Ma su due questioni, che emergono dal dibattito avviato,
mi pare lecito esprimere qualche opinione.
Mi pare fosse il presidente del parlamento europeo che ha
dichiarato la necessità di “aiuti umanitari” per la Grecia. Proprio aiuti
umanitari. Avere usata questa dizione non ha sollecitato lo stesso a qualche
riflessione. Se la Grecia fosse nelle condizione, e forse lo è, di avere bisogno di una campagna di aiuti
umanitari, non viene in mente, contemporaneamente, che la politica seguita nei
confronti di questo paese dalle istituzioni internazionali (Fondo monetario,
BCE, ecc.) e dalla UE è stata non sbagliata, non improvvida, ma criminale? Se
la comunità internazionale, nelle sue diverse articolazioni, ha preso sotto
custodia la Grecia e i greci, ed ora si ritrova nella necessità di lanciare una
campagna di aiuti umanitari, non c’è il sensato dubbio che invece di prendere Grecia
e greci sotto custodia li volevano tutti morti (tranne l’1%) e il paese
disarticolato? Io credo di si, che
questo è il punto.
Un altro aspetto che mi sembra curioso è molto caro al nostro
Presidente del consiglio: basta con l’austerità passiamo allo sviluppo. Ma che
vuol dire questa frase senza alcuna articolazione? Senza cogliere il nesso che
esiste tra austerità e modifiche nel capitalismo?

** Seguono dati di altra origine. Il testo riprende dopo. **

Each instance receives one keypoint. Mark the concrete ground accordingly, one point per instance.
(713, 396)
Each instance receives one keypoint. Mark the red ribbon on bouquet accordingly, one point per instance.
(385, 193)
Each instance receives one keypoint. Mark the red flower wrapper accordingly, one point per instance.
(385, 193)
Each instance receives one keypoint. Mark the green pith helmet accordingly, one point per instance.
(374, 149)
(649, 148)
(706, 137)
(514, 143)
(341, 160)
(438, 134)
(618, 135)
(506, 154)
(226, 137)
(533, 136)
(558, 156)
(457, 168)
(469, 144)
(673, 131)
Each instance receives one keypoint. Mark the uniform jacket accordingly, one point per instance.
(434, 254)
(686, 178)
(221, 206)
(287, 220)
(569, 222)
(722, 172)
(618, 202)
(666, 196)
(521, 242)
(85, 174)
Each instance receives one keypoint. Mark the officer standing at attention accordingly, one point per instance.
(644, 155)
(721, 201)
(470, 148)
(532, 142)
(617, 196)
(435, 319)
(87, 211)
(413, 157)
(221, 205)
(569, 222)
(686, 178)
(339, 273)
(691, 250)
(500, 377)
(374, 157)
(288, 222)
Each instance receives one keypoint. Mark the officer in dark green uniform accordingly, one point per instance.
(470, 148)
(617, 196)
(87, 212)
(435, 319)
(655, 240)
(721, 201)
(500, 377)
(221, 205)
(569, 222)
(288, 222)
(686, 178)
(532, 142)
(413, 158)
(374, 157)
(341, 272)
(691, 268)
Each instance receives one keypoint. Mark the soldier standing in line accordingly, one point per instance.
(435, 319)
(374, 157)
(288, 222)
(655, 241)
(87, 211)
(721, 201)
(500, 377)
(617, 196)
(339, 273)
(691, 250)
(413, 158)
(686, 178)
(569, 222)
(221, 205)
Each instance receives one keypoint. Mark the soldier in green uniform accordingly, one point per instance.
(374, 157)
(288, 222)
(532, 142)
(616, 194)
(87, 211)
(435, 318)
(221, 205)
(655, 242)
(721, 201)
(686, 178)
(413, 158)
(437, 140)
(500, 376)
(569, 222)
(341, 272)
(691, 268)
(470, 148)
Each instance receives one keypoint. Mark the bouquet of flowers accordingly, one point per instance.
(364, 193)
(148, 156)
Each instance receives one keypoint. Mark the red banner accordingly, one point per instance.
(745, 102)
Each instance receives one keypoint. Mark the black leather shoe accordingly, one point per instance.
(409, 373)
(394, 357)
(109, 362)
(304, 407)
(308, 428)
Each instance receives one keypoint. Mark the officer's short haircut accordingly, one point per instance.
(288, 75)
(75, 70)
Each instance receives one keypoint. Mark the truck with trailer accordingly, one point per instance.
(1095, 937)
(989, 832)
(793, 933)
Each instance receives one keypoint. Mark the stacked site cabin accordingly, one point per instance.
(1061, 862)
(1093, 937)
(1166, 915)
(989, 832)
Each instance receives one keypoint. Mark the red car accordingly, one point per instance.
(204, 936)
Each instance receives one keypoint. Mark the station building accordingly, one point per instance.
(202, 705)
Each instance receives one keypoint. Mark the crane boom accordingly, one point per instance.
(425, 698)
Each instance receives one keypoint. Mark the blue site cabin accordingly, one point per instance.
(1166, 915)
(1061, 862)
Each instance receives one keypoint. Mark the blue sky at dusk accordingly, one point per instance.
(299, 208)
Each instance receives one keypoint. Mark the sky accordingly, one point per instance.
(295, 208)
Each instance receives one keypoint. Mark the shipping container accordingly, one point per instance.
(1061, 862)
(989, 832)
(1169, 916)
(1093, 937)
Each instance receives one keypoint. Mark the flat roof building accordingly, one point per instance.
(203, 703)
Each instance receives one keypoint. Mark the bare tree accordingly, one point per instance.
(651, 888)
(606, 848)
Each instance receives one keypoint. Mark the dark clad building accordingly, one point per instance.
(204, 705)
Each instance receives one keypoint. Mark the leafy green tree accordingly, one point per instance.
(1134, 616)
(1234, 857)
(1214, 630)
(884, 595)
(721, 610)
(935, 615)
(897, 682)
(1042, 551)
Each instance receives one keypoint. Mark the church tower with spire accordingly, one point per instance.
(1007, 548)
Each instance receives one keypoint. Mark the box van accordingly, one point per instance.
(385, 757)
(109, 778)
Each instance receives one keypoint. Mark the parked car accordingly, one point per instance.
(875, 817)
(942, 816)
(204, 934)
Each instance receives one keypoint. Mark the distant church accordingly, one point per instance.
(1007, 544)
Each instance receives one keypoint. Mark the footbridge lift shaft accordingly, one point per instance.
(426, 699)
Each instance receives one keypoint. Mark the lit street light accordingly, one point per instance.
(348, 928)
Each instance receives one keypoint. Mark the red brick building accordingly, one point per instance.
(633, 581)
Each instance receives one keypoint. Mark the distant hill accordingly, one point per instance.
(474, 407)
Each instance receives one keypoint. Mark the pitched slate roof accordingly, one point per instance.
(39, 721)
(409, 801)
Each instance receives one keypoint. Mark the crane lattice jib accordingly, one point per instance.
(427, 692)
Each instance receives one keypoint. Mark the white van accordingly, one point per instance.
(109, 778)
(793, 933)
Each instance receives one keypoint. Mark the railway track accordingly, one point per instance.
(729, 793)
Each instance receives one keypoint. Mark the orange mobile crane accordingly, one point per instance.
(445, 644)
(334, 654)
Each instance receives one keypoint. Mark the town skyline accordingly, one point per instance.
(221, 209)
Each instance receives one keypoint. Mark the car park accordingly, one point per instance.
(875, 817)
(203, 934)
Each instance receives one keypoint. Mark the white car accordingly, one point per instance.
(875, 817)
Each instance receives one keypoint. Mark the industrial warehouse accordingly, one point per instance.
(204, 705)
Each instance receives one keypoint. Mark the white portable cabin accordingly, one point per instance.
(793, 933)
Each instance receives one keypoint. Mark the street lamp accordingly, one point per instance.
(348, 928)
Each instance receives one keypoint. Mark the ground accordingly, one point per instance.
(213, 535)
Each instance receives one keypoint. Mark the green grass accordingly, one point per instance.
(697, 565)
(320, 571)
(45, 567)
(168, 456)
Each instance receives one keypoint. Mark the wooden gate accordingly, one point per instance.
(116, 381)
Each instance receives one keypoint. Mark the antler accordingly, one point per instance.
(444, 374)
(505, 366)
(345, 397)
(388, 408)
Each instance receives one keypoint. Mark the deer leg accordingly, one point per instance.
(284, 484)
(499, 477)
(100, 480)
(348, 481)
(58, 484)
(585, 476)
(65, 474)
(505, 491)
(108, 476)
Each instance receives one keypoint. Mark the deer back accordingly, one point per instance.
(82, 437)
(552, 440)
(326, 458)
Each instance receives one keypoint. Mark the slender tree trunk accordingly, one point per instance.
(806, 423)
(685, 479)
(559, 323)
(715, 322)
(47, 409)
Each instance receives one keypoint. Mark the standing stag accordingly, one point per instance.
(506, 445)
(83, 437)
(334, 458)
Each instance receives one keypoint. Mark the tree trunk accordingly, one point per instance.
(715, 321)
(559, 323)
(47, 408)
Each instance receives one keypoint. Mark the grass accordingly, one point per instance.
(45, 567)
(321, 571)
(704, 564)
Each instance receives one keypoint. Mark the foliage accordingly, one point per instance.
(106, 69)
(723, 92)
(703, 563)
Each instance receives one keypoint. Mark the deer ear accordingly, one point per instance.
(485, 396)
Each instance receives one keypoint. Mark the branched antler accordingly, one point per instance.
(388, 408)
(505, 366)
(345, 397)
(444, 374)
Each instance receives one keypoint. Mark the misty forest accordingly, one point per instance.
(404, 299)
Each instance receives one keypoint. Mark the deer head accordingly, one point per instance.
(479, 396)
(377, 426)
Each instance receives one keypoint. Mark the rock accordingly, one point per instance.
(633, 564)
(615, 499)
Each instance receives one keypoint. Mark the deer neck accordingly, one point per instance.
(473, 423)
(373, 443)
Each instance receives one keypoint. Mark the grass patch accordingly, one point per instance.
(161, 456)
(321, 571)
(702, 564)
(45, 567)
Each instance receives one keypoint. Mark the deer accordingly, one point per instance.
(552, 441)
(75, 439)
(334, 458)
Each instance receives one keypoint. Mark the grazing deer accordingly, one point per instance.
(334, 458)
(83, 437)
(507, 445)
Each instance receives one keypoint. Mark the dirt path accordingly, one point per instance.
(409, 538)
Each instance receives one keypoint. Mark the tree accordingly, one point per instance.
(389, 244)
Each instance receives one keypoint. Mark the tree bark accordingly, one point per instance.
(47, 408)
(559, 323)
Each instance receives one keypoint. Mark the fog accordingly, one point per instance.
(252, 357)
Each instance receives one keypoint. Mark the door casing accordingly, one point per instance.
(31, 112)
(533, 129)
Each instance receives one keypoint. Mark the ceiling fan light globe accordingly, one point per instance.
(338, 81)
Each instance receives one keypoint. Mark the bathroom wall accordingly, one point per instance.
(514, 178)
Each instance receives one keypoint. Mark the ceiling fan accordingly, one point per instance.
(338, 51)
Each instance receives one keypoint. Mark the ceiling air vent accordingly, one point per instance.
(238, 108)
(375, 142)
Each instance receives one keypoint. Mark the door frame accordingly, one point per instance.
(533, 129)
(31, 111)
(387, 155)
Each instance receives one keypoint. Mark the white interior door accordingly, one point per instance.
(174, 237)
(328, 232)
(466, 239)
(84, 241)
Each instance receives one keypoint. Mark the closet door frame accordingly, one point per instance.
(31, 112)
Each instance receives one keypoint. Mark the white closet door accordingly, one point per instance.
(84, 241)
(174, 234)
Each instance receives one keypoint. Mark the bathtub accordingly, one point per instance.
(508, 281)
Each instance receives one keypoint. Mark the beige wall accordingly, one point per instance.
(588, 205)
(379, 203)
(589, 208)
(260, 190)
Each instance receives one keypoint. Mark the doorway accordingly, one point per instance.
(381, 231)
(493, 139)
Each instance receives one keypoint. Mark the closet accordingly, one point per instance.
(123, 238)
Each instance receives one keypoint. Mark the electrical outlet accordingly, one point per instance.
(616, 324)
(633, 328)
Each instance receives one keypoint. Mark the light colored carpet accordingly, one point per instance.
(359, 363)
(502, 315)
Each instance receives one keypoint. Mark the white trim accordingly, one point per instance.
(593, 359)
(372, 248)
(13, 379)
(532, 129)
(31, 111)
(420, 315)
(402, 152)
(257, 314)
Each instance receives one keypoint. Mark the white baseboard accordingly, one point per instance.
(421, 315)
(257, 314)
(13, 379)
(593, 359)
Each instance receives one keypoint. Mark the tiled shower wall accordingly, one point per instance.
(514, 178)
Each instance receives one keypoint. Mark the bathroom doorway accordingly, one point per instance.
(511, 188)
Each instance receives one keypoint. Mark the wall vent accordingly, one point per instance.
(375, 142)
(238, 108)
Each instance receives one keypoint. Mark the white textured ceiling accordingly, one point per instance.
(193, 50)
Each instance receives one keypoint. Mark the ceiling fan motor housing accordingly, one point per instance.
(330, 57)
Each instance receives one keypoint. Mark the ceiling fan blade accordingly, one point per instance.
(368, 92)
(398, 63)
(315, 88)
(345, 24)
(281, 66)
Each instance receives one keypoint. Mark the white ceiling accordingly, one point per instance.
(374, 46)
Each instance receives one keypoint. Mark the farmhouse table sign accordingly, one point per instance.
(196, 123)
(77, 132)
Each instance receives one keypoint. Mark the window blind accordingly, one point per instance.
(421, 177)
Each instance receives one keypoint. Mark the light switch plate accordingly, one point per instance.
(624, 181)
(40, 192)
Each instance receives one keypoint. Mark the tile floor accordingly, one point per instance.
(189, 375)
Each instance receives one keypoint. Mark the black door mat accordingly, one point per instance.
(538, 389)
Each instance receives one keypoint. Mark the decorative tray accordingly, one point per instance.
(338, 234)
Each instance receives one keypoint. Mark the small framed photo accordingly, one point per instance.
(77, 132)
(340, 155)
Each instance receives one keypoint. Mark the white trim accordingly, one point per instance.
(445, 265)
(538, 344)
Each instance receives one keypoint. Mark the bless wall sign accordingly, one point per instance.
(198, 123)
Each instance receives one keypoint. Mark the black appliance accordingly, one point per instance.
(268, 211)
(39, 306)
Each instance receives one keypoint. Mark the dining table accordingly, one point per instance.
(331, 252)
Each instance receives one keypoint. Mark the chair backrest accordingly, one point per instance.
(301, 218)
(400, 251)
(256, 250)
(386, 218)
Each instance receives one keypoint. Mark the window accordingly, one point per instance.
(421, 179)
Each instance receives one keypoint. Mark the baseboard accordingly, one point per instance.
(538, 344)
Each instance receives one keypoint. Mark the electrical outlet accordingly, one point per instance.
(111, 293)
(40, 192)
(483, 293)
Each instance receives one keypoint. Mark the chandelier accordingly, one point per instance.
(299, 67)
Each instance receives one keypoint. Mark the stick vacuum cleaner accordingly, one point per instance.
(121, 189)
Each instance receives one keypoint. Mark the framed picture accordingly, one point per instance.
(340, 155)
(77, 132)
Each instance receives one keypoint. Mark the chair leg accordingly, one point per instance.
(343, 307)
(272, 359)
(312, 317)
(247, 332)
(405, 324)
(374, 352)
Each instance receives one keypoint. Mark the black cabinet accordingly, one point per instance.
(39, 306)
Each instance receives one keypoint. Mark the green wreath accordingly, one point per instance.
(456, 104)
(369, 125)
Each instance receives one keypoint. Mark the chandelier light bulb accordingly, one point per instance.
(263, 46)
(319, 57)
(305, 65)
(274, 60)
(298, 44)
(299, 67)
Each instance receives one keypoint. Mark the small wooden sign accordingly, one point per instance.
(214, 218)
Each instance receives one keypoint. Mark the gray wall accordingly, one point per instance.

Come si fa lo “sviluppo”? Io credo che si agita una nuova
mitologia: Credo che un “nuovo modello di sviluppo”, come molti chiedono,
compreso il Papa e Renzi, è possibile solo con un diverso assetto della
società, che vuol dire, un po’ così detto alla carlona: una nuova distribuzione
del tempo di lavoro, l’incremento dei diritti di cittadinanza, compreso il
reddito relativo, una nuova concezione della moneta, una nuova scala di
consumo, una nuova cultura, una nuova ricerca e un nuovo assetto dell’istruzione
a tutti i livelli, il riconoscimento
della volontà popolare come strumento principe del “governo”, un uso
intelligente delle nuova tecnologie, un nuovo saper fare, un nuovo saper
governare, un nuovo saper comunicare, un nuovo rispetto dell’ambiente e della
natura, ……. Potrei continuare ma mi fermo.
Tutto possibile, ma i tempi non mi paino maturi. Eppure
oggi qualcosa si può fare, una cosa che la vicenda greca, ma anche italiana, ma
anche spagnola, ma anche portoghese, ma anche francese, ecc. ci insegna: i
debiti sovrani di questi paesi sono tutti insostenibili.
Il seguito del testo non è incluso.